新一輪科技革命與軍事革命深度疊加,人工智能作為顛覆性、通用性、戰略性核心技術,已成為國防科技現代化建設的核心引擎,深刻改變傳統國防科研模式、武器裝備形態與作戰制勝機理。從智能無人裝備、算法輔助決策,到國防科研智能推演、軍事后勤智慧保障,人工智能全面融入國防科技各領域,大幅提升了國防體系的精準化、高效化、自主化水平,推動未來戰爭向智能化、無人化、精準化方向深度演進。但人工智能技術具備“雙刃劍” 屬性,其快速普及與深度應用打破了傳統國防科技安全防護體系的邊界與規則。相較于傳統軍事技術風險,人工智能引發的國防科技安全風險具有隱蔽性強、傳導性快、全域性廣、不可預測性高的突出特征,各類新型風險交叉疊加、動態演化,極易引發國防技術失穩、軍事數據泄露、作戰行動失控、戰略格局失衡等重大安全問題。在大國博弈日趨激烈、智能化軍備競賽持續升級的背景下,精準識別人工智能賦能國防科技的各類安全風險,構建科學完善的風險防控體系,筑牢國防科技智能安全屏障,已成為新時代國防科技建設與軍事戰略布局的重大課題。
人工智能飛速發展給國防科技帶來的核心安全風險
(一)技術體系風險:算法漏洞與技術依賴引發底層安全隱患
算法是人工智能的核心支撐,也是國防科技智能化應用的底層基石,當前我國軍事人工智能技術體系仍存在諸多結構性、基礎性安全隱患。一方面,算法固有缺陷風險突出。軍事智能算法普遍存在黑箱特性、模型泛化能力不足、抗干擾性薄弱等問題,在復雜戰場電磁干擾、環境突變、突發對抗場景下,極易出現算法誤判、決策偏差、模型失效等問題。同時,敵方可通過算法投毒、樣本污染、對抗性攻擊等新型手段,篡改軍事智能模型參數,導致無人作戰裝備失靈、輔助決策系統出錯,直接影響戰場研判與作戰指揮。此外,人工智能“算法幻覺” 問題在軍事領域尤為突出,智能系統可能虛構戰場數據、研判結論,誤導軍事決策,引發戰術失誤甚至戰略誤判。

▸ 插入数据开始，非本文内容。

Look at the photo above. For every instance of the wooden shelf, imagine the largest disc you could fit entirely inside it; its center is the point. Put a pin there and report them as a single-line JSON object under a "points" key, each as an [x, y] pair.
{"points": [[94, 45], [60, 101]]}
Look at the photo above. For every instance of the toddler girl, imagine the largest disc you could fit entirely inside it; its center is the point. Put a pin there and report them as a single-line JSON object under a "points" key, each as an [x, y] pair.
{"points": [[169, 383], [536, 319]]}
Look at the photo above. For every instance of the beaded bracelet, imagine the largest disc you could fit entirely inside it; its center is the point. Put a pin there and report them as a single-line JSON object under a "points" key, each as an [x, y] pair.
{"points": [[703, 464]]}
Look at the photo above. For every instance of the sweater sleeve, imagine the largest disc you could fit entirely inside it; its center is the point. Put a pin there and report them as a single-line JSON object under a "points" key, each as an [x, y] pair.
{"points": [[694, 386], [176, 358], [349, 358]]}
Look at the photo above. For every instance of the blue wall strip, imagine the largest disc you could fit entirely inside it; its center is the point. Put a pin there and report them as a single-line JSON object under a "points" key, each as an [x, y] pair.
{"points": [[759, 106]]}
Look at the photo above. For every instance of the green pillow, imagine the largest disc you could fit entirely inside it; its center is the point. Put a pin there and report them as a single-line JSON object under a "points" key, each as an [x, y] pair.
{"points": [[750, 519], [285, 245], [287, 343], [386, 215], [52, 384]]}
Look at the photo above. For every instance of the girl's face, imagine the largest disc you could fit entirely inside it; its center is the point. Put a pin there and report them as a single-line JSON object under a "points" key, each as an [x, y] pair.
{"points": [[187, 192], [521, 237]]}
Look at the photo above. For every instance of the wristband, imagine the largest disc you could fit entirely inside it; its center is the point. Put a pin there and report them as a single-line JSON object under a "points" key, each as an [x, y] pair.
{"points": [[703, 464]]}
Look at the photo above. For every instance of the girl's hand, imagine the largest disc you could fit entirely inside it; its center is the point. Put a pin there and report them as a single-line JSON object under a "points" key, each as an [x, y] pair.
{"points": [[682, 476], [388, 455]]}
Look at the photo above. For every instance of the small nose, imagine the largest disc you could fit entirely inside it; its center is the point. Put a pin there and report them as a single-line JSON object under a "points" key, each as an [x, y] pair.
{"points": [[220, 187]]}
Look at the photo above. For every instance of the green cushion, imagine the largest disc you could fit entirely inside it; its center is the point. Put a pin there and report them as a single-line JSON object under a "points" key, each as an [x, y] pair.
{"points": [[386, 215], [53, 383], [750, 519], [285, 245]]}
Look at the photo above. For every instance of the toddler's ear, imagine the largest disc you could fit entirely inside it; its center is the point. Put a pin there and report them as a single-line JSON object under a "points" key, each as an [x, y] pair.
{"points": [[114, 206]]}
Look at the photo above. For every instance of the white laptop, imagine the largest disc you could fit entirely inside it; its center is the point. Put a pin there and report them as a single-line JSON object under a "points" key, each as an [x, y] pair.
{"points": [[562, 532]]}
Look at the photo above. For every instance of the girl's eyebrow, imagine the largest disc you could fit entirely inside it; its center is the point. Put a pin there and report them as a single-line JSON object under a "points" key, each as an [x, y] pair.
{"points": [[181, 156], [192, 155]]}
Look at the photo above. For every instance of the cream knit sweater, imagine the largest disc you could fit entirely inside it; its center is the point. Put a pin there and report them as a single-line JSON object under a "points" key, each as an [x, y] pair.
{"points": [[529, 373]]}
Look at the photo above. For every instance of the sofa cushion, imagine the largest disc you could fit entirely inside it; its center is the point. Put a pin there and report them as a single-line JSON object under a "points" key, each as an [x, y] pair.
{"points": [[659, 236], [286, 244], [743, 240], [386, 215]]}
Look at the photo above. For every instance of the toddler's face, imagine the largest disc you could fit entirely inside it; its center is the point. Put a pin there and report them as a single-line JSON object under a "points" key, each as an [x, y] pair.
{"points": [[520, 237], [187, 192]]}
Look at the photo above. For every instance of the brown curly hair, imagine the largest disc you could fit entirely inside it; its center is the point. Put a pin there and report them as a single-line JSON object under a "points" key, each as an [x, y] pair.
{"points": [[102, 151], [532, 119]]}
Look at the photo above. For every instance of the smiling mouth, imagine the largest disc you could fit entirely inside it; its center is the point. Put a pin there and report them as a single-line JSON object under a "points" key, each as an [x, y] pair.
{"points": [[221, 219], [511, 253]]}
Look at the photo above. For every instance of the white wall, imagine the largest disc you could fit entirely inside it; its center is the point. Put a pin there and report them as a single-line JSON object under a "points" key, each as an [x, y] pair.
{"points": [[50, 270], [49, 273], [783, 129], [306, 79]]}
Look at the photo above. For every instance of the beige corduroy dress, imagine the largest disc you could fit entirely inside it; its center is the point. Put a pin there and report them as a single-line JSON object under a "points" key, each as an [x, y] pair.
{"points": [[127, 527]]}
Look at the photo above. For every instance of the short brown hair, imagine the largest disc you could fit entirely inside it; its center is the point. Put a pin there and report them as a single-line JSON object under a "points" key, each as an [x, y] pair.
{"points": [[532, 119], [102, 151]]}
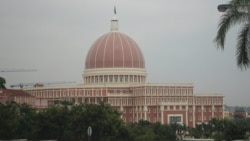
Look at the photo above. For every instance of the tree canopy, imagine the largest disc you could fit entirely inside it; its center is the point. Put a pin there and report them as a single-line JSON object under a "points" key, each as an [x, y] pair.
{"points": [[238, 14]]}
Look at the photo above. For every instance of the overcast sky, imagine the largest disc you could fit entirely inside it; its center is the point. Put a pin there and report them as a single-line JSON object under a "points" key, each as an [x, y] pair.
{"points": [[176, 38]]}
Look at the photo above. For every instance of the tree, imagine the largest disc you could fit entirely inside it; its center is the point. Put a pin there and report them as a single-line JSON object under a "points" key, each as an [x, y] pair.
{"points": [[237, 14], [2, 83]]}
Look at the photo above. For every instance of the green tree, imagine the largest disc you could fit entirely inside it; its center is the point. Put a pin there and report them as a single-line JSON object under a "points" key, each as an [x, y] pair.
{"points": [[238, 14], [2, 83]]}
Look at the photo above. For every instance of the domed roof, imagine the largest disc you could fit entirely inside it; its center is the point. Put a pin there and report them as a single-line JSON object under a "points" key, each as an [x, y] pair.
{"points": [[114, 50]]}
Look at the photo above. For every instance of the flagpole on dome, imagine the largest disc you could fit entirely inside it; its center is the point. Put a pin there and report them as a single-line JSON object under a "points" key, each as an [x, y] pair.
{"points": [[114, 22]]}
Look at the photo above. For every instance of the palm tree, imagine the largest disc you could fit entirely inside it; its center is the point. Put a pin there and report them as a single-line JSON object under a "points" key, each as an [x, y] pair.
{"points": [[2, 83], [239, 13]]}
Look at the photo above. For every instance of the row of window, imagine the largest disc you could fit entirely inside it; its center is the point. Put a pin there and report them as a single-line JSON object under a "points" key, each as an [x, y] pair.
{"points": [[165, 91], [114, 79]]}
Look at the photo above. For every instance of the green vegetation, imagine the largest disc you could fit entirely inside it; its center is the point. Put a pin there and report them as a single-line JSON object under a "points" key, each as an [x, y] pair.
{"points": [[67, 122], [2, 83], [238, 14]]}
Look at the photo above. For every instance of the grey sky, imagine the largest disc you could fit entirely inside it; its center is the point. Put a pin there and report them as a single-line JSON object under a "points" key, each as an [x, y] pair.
{"points": [[176, 38]]}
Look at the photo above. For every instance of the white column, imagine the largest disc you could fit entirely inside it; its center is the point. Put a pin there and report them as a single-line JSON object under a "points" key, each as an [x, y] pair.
{"points": [[145, 109], [186, 115], [162, 114]]}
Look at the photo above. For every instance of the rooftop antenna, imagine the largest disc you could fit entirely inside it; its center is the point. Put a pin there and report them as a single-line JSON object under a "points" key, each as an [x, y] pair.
{"points": [[115, 10], [114, 22]]}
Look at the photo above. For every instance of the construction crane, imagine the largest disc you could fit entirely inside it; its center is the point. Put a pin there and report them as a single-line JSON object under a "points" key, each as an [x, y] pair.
{"points": [[17, 70], [41, 84]]}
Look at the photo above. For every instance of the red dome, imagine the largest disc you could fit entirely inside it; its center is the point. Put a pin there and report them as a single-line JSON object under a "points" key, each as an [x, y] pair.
{"points": [[114, 50]]}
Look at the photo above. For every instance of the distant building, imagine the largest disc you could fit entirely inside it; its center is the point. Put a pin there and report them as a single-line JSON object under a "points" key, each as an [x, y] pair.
{"points": [[19, 96], [115, 73]]}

另一方面,核心技術依賴風險嚴峻。當前高端軍事人工智能芯片、底層算法框架、高精度訓練組件等核心軟硬件,仍存在一定的外部依賴,關鍵核心技術自主可控率有待提升。在國防科技智能化研發、裝備迭代過程中,外部技術供應鏈的不確定性,極易引發技術卡脖子、后門植入、遠程操控等安全隱患,一旦遭遇技術封鎖、供應鏈攻擊,將直接導致國防智能裝備癱瘓、科研體系停滯,威脅國防科技體系完整性與安全性。同時,軍事智能技術快速迭代,現有國防技術標準、防護體系更新滯后,無法適配新型技術風險防控需求,技術體系防護漏洞持續存在。
(二)數據安全風險:全域數據泄露與污染動搖國防科技根基
數據是人工智能訓練迭代的核心資源,國防領域涵蓋裝備參數、科研數據、戰場情報、兵力部署、作戰預案等海量高密級數據,智能化應用過程中的數據流轉、存儲、訓練、共享行為,催生了全方位數據安全風險,成為國防科技安全的薄弱環節。

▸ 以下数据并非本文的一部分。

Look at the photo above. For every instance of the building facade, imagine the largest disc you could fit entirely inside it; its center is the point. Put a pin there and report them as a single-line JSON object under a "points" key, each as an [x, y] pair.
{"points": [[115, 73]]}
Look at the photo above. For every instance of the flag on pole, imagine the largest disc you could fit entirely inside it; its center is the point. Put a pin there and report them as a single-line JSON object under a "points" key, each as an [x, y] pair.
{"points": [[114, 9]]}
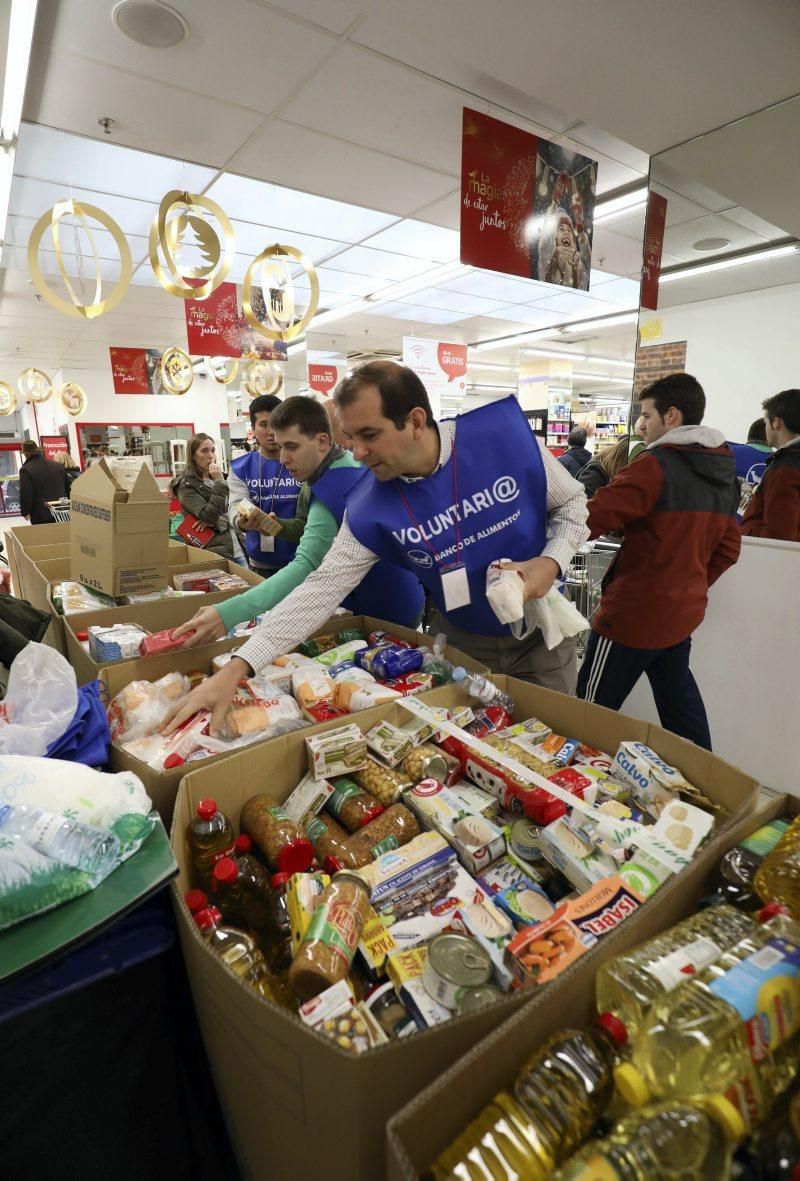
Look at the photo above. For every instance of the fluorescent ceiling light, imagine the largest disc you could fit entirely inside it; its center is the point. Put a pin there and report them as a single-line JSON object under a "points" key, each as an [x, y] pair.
{"points": [[736, 260]]}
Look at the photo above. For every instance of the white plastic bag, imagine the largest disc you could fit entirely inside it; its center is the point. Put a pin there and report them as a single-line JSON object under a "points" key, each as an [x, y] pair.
{"points": [[40, 700]]}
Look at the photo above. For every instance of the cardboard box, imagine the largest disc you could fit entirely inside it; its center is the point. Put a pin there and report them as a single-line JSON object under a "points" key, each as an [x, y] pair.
{"points": [[296, 1106], [433, 1120], [119, 539]]}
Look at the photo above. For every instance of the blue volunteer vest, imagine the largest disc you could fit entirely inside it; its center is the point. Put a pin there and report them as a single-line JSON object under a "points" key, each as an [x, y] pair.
{"points": [[498, 508], [273, 490], [387, 592]]}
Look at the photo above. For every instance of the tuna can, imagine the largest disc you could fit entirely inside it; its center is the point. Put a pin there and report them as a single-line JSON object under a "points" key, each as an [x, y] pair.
{"points": [[454, 964]]}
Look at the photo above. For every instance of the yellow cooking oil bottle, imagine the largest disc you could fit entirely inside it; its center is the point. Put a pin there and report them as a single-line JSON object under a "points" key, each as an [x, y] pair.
{"points": [[555, 1100], [629, 984], [778, 876], [690, 1141], [733, 1029]]}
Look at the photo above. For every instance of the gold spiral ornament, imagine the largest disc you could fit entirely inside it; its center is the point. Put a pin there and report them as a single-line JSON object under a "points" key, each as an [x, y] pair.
{"points": [[34, 385], [82, 214], [176, 371], [182, 224], [73, 398], [7, 399], [273, 267]]}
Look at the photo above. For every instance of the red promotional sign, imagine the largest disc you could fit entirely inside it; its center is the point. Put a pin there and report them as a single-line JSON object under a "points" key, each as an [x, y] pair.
{"points": [[53, 445], [453, 360], [654, 245], [129, 371]]}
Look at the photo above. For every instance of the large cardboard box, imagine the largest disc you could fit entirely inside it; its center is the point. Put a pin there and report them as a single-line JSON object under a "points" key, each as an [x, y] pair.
{"points": [[119, 539], [433, 1120], [297, 1106]]}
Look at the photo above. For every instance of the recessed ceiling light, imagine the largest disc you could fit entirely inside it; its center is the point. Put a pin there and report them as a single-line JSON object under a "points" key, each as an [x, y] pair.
{"points": [[711, 243], [150, 23]]}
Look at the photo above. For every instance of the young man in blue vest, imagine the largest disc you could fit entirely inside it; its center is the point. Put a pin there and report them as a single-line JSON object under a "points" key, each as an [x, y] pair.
{"points": [[443, 502], [327, 472], [259, 483]]}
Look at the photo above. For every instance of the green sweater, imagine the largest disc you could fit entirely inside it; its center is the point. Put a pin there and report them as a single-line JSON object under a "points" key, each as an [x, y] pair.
{"points": [[317, 539]]}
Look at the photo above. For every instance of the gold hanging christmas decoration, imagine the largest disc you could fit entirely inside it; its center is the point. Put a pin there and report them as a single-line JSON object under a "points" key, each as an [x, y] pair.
{"points": [[229, 374], [181, 223], [73, 398], [176, 371], [273, 267], [7, 399], [80, 214], [34, 385]]}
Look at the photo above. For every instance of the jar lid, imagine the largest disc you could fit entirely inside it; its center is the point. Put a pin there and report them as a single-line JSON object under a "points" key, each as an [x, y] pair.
{"points": [[296, 856]]}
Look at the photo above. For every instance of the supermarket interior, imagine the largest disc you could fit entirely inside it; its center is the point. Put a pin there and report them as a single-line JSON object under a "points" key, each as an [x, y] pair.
{"points": [[400, 497]]}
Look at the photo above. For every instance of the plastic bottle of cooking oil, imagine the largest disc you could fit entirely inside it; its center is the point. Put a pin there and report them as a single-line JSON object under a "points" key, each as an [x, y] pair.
{"points": [[778, 878], [734, 1029], [558, 1095], [665, 1141], [629, 984]]}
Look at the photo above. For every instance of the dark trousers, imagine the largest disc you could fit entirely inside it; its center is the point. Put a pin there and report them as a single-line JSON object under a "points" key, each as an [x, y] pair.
{"points": [[610, 671]]}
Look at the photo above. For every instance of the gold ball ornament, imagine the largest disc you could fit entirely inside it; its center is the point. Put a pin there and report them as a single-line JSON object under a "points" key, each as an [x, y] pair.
{"points": [[176, 371], [34, 385], [82, 214], [7, 399], [273, 266], [182, 221], [73, 398]]}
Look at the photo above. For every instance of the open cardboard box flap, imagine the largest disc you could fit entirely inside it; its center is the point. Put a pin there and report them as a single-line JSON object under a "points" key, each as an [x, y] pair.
{"points": [[297, 1106]]}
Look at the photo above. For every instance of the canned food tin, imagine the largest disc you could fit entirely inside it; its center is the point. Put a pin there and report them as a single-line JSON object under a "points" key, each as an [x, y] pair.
{"points": [[479, 997], [454, 964], [525, 840]]}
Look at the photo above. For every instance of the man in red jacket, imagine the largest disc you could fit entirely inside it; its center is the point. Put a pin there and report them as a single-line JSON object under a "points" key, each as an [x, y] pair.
{"points": [[676, 507], [774, 510]]}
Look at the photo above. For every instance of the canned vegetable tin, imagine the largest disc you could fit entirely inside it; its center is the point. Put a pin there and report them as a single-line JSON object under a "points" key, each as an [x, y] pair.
{"points": [[454, 964]]}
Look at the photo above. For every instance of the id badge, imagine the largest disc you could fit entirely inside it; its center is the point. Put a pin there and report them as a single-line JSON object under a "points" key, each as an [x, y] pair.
{"points": [[455, 587]]}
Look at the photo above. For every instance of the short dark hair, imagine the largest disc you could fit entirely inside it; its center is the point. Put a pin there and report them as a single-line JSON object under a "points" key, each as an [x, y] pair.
{"points": [[786, 406], [756, 431], [400, 387], [682, 391], [265, 402], [301, 411]]}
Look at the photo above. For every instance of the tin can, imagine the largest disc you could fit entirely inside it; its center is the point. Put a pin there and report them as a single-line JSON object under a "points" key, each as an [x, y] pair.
{"points": [[454, 964], [476, 998], [525, 840]]}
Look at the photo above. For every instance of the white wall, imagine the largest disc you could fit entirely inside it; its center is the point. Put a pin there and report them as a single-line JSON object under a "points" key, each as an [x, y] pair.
{"points": [[742, 348]]}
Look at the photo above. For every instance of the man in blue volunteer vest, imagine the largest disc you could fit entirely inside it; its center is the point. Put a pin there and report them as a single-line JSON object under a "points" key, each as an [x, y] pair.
{"points": [[309, 454], [442, 501], [259, 484]]}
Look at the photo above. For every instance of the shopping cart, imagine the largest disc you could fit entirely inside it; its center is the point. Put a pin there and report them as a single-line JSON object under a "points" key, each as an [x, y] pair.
{"points": [[60, 510], [584, 580]]}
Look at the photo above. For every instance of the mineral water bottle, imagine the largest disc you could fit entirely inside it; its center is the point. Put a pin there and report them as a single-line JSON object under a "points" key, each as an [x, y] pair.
{"points": [[482, 689], [629, 984], [734, 1029], [558, 1096], [96, 850], [690, 1141], [778, 878]]}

一是數據泄露風險。國防智能系統的互聯互通特性,打破了傳統軍事數據封閉隔離的防護模式,跨領域、跨平臺、跨區域的數據傳輸共享常態化,大幅拓寬了數據泄露渠道。敵方可利用網絡滲透、漏洞攻擊、深度偽造、社工攻擊等手段,竊取國防科研核心數據、智能裝備核心參數、軍事訓練機密數據,破解我方智能算法邏輯與作戰體系短板,掌握戰場信息主動權。同時,內部人員操作不規范、智能設備管控不嚴、數據權限濫用等問題,也極易引發內部數據泄密隱患。
二是數據污染風險。人工智能模型的精準度完全依賴訓練數據質量,敵方可通過投放虛假數據、篡改真實數據、干擾數據采集等方式,實施數據污染攻擊。被污染的數據集將直接導致軍事智能模型訓練失真、研判失準、決策失效,造成智能偵察識別失誤、無人裝備作戰偏差、戰略推演結果失真,從源頭破壞國防智能體系的可靠性與精準性。此外,海量國防數據的分級分類管理、溯源監管、銷毀機制尚不健全,部分涉密數據留存失控、復用無序,進一步放大數據安全隱患。

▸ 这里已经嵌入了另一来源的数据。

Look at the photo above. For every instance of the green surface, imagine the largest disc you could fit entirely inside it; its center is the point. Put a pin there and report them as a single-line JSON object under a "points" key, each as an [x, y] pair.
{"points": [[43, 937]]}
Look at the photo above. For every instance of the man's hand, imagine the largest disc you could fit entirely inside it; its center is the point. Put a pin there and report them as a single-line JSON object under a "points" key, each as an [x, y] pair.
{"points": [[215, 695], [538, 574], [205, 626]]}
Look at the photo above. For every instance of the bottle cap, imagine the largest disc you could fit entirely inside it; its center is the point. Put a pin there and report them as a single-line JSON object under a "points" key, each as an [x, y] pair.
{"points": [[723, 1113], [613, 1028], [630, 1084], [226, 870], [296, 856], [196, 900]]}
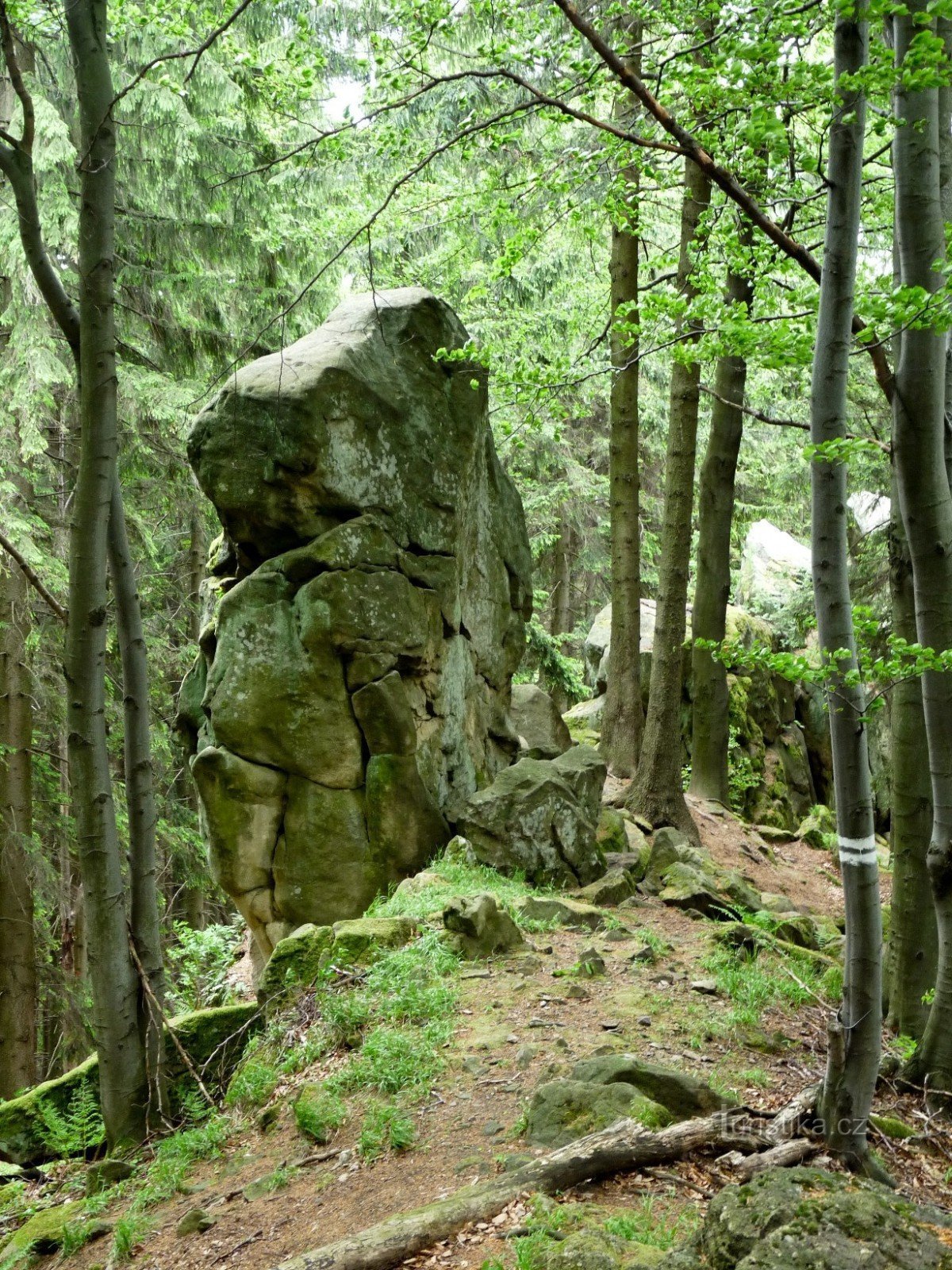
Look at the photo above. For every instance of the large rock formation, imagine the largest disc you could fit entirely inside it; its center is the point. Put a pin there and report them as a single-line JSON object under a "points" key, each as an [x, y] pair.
{"points": [[365, 613]]}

(三)作戰應用風險:人機協同失衡與自主失控加劇戰場不確定性
人工智能與武器裝備、作戰體系的深度融合,重塑了作戰模式與戰爭形態,但同時引發人機協同紊亂、自主武器失控、作戰規則失序等新型作戰安全風險,大幅提升智能化戰爭的對抗風險與失控概率。
首先,人機協同異化風險。當前軍事智能化應用存在過度依賴算法、弱化人工干預的傾向,部分智能作戰系統逐步弱化“人在回路” 的核心管控作用。在復雜戰場對抗環境中,強電磁干擾、多域突發對抗、復雜地形氣象條件下,智能系統自主決策能力大幅下降,若人工干預滯后、權限失效,極易出現作戰行動失控、裝備誤擊誤判、戰術執行偏差等問題,引發非預期作戰沖突。
其次,自主武器失控風險。致命性自主武器、無人機蜂群、智能彈藥等新型裝備快速列裝,具備自主搜索、識別、打擊目標的能力,其作戰決策完全依托算法運行。算法漏洞、外界干擾、程序異常等問題,可能導致自主武器脫離指揮管控、隨意發起攻擊,引發戰場誤殺傷、沖突升級等惡性事件。同時,敵方可通過技術劫持、算法破解等方式,反向操控我方智能無人裝備,使其反噬我方作戰體系,造成戰場被動。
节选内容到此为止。